You have a choice of topics, some of which you have covered over your degree programme so far: you must choose just one to develop and this should be in line with your chosen degree.
The entire module is based upon the proposal, taking you through the 4Ps of a market research plan:
– Purpose: analysing existing academic/practitioner literature on the topic to develop specific research aims, and identify appropriate methods for your own proposal.
– Population: identifying and justifying the appropriate sample size, type and recruitment methods for each stage of the proposed research.
– Procedures: outlining your proposed qualitative AND quantitative data collection methods, how you will combine these, and justifying your choices
– Publication: ensuring that resulting research would be robust, valid, and appropriate for your research aim, satisfying your client and other researchers in the area.
Although practically-focused, this assessment requires an academic slant uniting academic and practitioner knowledge. You are expected to integrate academic concepts and theories from your other modules, and your own reading, to underpin your work and support the judgements you are making. In this regard it is essential that you properly reference all books, academic articles, websites and other reference sources used in your report.
Your Research Proposal is expected to cover the following (N.B. word counts are guidelines only):
• Executive summary (c.100 words)
• Introduction briefly covering justification for research (c.200 words)
• Literature review – a short review of both academic and practical knowledge and evidence in the area, and research methods used by others in the field (c.900 words)
• Aim, and qualitative and quantitative objectives as bullet points (c.75 words)
• Research methods covering both qualitative AND quantitative approaches in a mixed methods study. These approaches should be covered separately (in whichever order you prefer and which makes sense for your study) and in each of the two sections should cover:
o Clear sampling plan for each stage, including sampling frame, sample size, intended recruitment methods and any requirements for incentives (c.150 words)

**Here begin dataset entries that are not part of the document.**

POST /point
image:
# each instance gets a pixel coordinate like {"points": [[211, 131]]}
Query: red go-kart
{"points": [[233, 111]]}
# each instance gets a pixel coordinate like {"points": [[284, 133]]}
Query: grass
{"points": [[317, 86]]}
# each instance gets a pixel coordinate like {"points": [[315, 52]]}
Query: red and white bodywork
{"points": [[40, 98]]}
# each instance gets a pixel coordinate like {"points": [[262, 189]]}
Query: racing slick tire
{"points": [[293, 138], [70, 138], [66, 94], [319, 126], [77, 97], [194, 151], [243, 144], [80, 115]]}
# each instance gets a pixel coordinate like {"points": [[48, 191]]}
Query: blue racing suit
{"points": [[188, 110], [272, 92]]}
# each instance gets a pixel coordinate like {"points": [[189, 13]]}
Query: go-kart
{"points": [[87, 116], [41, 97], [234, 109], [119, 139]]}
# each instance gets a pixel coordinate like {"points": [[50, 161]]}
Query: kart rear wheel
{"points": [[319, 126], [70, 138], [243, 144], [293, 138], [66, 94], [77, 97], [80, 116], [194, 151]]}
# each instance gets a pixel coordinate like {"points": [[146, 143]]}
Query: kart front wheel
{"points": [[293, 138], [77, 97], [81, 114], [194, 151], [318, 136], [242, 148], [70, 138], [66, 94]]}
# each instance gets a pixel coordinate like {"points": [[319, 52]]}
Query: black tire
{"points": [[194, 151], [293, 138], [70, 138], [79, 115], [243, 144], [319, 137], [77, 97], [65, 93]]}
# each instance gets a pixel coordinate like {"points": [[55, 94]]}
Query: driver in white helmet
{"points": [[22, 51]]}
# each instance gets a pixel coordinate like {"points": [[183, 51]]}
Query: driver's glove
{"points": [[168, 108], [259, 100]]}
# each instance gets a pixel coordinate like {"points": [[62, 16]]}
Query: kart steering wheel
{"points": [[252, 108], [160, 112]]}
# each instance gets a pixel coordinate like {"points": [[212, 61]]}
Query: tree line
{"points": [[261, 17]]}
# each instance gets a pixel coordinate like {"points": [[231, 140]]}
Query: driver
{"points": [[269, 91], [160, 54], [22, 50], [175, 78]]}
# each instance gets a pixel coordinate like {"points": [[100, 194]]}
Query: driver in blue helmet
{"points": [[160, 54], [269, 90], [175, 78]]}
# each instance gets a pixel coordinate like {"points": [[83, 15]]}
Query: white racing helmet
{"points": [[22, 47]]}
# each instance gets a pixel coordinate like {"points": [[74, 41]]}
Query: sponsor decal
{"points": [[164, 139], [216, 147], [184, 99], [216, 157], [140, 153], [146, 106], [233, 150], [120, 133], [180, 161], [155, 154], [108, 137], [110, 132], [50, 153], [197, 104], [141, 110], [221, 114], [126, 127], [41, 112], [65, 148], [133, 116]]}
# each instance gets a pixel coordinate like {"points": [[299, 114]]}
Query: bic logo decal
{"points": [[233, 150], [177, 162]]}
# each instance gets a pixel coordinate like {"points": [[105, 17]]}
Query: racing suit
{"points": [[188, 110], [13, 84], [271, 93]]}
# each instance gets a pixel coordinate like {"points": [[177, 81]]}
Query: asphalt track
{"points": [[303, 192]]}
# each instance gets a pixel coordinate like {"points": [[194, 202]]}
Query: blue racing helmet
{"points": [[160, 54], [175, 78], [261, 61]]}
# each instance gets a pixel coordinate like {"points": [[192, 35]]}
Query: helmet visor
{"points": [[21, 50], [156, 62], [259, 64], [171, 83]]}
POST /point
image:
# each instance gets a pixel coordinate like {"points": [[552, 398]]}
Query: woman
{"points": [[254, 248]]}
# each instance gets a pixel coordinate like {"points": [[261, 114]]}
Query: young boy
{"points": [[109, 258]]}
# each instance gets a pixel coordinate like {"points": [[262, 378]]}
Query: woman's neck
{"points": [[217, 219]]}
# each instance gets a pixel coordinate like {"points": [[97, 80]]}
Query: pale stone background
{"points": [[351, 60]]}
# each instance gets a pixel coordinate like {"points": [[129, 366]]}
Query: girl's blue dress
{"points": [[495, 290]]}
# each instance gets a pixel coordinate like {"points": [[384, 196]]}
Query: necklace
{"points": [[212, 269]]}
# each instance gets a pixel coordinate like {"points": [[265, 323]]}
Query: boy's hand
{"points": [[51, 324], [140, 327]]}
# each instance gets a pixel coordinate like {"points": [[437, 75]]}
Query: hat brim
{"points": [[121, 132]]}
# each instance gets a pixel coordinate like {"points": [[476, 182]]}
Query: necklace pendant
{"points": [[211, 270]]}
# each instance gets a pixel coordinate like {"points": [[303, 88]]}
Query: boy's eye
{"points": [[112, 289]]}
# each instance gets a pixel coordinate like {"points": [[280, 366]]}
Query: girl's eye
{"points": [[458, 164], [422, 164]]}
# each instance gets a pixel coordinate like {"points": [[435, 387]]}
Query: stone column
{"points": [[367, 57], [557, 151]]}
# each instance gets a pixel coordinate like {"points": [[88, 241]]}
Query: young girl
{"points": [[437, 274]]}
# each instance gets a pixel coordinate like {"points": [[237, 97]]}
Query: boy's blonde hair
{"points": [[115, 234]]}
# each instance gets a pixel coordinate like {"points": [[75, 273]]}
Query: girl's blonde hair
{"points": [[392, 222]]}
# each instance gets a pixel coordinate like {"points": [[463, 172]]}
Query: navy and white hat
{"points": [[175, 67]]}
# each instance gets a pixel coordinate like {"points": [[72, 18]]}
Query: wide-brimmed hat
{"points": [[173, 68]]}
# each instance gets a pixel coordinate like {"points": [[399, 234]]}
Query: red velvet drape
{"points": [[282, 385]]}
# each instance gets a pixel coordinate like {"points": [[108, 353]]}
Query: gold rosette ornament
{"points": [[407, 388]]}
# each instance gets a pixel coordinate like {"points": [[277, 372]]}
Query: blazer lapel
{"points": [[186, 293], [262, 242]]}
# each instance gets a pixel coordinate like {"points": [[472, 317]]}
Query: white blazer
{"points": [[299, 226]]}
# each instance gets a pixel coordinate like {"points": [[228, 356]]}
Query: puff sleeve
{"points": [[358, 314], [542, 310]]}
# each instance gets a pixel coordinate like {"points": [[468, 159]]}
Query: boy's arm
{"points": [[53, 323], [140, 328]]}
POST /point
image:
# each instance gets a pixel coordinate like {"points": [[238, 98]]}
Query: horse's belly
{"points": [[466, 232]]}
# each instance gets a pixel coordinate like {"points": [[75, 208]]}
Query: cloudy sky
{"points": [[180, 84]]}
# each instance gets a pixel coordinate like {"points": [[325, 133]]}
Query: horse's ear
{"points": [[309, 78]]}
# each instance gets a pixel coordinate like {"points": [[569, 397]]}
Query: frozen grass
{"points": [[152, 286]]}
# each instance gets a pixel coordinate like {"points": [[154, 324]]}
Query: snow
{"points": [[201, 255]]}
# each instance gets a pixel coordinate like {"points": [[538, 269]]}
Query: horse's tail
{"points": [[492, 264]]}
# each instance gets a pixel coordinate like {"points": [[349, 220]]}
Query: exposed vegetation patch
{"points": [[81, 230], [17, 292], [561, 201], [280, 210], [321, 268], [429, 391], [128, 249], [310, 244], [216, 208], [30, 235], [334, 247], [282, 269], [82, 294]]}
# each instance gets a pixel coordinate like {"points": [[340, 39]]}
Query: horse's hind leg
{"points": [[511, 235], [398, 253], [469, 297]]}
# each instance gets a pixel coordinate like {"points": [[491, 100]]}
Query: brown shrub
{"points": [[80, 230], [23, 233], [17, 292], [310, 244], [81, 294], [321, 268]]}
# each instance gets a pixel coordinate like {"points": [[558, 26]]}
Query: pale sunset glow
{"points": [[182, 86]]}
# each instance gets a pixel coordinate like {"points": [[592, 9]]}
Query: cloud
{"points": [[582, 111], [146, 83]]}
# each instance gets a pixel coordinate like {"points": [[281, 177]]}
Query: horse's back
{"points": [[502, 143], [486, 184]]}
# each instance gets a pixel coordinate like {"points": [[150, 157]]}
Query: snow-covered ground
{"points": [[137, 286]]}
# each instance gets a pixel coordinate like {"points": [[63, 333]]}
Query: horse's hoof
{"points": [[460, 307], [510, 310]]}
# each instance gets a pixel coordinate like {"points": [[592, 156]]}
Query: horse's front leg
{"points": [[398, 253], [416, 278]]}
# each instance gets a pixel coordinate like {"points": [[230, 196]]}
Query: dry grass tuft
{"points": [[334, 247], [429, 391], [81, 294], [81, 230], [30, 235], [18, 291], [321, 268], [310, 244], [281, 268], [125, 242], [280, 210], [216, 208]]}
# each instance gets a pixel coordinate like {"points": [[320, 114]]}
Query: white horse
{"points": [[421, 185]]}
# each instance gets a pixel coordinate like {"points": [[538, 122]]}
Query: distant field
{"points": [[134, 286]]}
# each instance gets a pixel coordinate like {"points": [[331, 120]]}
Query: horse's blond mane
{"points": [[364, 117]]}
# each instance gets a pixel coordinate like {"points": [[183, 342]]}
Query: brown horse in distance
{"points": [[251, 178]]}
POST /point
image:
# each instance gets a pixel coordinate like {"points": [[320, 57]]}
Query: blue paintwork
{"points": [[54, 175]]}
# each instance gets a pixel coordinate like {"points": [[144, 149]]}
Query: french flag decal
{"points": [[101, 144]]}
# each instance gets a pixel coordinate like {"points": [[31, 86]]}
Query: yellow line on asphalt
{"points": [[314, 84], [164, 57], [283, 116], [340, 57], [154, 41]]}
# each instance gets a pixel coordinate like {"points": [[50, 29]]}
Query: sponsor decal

o Outline of data collection methods for each approach, and commentary on how anysurveys or moderators guides will be developed. This should include consideration of issues such as socially desirable responding, issues with literacy etc. Details about conducting the research (e.g. environment, recording data, any materials required) should be covered (c.760 words)
o Plans for data presentation, coding, analysis and interpretation suitable for each research approach (c.150 words).
• Consideration of ethical issues arising from the research and how to address these (c.150 words)
• Description of any limitations of the research (c.150 words)
• Proposed time frame for the research, ideally using Gantt chart (c.50 words)
• Brief closing summary (c.100 words)
More detail is provided below about content for each section and marking criteria.
The report should
• Be in a Microsoft Word format to allow feedback, with 1.5 line spacing
• Be submitted online via Blackboard
• Use headings and subheadings to provide clear structure
• Use diagrams, charts or images where they help support your argument
• Use bullets and lists to help reduce word count and show your argument succinctly
• Be spellchecked and grammatically correct
• Be referenced in the UWE Harvard style (see Library website for details)
• For the avoidance of doubt, anything in the main body of the report beyond this word limit of 4000 words will not be read or marked. The word count includes everything in the main body of the text listed here: abstract, text, headings, tables, citations, quotes, lists, acronyms and numbers expressed as digits or in words. It does NOT include the contents page or the references.